Convincing Steinbrenner to relinquish them would not be as simple as it was when his father, George Steinbrenner, owned the Yankees and, at times, readily traded young talent for established stars. Even under the younger Steinbrenner’s direction, the Yankees have gone through periods of spending lavishly on aging free agents like Jacoby Ellsbury, Brian McCann and Carlos Beltran.
But the culture of the front office has been much different in recent years with the success of young stars like Aaron Judge, Gary Sanchez and Luis Severino. The more recent additions of the rookies Gleyber Torres, who hit his 12th home run on Wednesday, and Miguel Andujar have reinforced the notion of the so-called Baby Bombers — talented, popular and cheap.
“I love the young guys,” Steinbrenner said. “Our fans love the young guys. I think it’s obvious to all of us. They’ve made a heck of an impact. To see Gleyber and Andujar and others right off the heels of Judge and Sanchez and Severino, it’s pretty amazing.”
But it was Washington who had the most eye-popping performance from a young player on Wednesday. Juan Soto, the Nationals’ 19-year-old left fielder, became the youngest player to hit two home runs in a regular season game at either Yankee Stadium since Ken Griffey Jr. in 1989.
Soto hit a three-run home run off Gray in the fourth inning to give the Nationals the lead, 4-3. Then, after Torres’s solo homer tied it in the fifth, Soto blasted a bases-empty shot off Chasen Shreve deep into the right-field bleachers in the seventh to give the lead back to Washington for good.
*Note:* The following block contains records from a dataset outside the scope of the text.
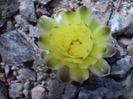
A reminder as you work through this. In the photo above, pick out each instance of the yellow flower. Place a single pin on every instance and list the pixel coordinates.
(77, 43)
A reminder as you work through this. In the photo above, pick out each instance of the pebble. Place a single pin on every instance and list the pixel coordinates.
(27, 10)
(15, 90)
(124, 42)
(37, 92)
(26, 74)
(120, 69)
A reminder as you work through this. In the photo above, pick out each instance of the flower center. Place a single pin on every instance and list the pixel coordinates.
(71, 41)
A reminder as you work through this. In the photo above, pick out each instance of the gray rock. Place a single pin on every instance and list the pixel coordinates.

He became the youngest player with four R.B.I. in a game since Robin Yount did it at age 19 in 1975.
“He’s kind of old school,” said teammate Ryan Madson. “He’s very humble, quiet and respectful. I like that.”
Giancarlo Stanton had three hits for the Yankees to break an 0 for 11 stretch. Steinbrenner was asked earlier in the day if he is concerned about Stanton’s inconsistent start.
“National League M.V.P.” Steinbrenner said in response to a question about Stanton’s performance, referring to the slugger’s title from a year ago. “It’s going to be hard to get me to be concerned.”
The loss kept the Yankees virtually neck-and-neck with the Red Sox in their race for first place in the A.L. East. For most of the last six weeks they have been locked in a taut battle for divisional supremacy, and Steinbrenner said the old rivals owning the two best records is good for the game.
“Never boring, never dull,” he said. “To have both of us doing what we’re doing right now is a pretty cool thing.”